Yumi snapped, “Can you stop?”
Meredith rolled her eyes but released her hair without saying anything.
We’d been traveling for a few weeks now—since the holidays—on a mall tour, and at last we had returned to my home state. I’d been excited to show off Houston but it’s nothing to note in January: cold, gray, with excessive amounts of plastic bags that blow around in the wind. We had visited one mall and then moved on without staying a night. The only positive was that Mom brought Melanie and Katie to the performance, grinning and proud, and I was able to let them hang out with us on the bus for a few minutes before we had to leave for Dallas. The twins had acted as if it was the coolest adventure in the world.
Our mother, while interested in the bus, pulled me aside as the twins picked through my show costumes. “Are they feeding you enough?” she whispered in a concerned tone, plucking at my forearm. “You’ve lost so much weight.”
“We’re fine, Mom,” I said placatingly. “Touring is just very energy-consuming. We dance a lot and have rehearsals on top of that.” When she didn’t look convinced, I lied and said, “We even have a nutritionist on call. Seriously, don’t worry.”
The truth was, over the weeks, not eating had become easier than actually eating. The more praise Peter heaped on me for losing weight, the better I felt about the diet. This was one thing I could do well, one thing I could control.
Because the rest was out of my hands. Peter planned everything: he had us following a crooked line across the southern United States, touring malls every day of the week. It was low-budget but respectable, with a small stage set up like a kiosk near the food court, and we’d perform four songs from the album, dance a choreographed routine, sign photos, break everything down, and move on to the next mall. We’d shuffle the Midwest a little bit, then hop back to California to shoot our first music video for “Wake Up Morning,” and debut our single on the radio.

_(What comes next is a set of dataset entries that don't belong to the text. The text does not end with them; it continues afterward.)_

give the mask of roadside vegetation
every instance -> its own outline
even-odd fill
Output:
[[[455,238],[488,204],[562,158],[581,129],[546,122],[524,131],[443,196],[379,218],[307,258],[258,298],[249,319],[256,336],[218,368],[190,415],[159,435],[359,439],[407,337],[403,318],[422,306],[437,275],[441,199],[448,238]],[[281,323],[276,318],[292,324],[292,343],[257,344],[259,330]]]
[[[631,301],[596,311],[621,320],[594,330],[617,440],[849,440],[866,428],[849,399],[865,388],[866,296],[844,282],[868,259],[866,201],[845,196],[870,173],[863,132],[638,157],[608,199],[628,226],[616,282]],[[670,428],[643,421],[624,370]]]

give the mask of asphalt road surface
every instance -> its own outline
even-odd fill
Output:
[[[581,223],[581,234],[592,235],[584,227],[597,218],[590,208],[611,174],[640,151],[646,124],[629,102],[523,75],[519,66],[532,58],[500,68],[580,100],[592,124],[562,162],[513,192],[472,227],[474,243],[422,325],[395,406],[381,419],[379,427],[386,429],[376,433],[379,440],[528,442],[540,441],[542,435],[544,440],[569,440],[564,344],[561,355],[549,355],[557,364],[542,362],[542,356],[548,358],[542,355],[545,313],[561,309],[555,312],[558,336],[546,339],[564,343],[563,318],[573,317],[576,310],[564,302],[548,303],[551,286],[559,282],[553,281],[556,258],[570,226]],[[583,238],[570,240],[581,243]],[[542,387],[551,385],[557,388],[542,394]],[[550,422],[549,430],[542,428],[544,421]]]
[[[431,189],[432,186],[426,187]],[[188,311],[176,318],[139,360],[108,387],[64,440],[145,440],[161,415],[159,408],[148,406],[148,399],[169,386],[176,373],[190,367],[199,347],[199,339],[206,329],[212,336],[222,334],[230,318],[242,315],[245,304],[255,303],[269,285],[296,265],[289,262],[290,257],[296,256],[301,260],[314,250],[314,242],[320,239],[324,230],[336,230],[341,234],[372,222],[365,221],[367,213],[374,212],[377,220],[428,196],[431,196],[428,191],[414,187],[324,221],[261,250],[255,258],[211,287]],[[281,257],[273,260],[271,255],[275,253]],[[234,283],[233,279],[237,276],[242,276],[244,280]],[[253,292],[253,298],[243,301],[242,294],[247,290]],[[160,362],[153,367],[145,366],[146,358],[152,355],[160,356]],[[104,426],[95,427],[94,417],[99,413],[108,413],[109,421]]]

Even though we knew the tour, the bus, the small entourage, and the managers were taking precious dollars out of Gloss’s record deal, everything felt very inexpensive. Peter was in talks with a director for the music video, who described his vision as “charming”—which probably meant we’d be wearing ten-dollar sundresses from Walmart while we lip-synced.
“We’ll take a second tour out to New York if the first is successful,” Peter had promised. “Likely with nicer buses.”
“Or a plane,” Rose had muttered.
The bus didn’t bother me too much, but tensions were running high while we were confined for hours at a time. At the apartment, we could at least retreat to our own bedrooms; here, we could only duck into our bunks for semi-solitude. Rigid privacy curtains closed off the triple-bunked beds from passersby in the aisle and blocked out light, but not sound. Anything that could be flung around in a sharp turn was belted down with Velcro or in a pocket attached to the walls. This is where I kept my cell phone, which had become my lifeline to the outside world. Meredith showed me how to send text messages—since real conversations were often drowned out by both road noise and loud conversation—by pressing numbers multiple times until the correct letter appeared on the screen.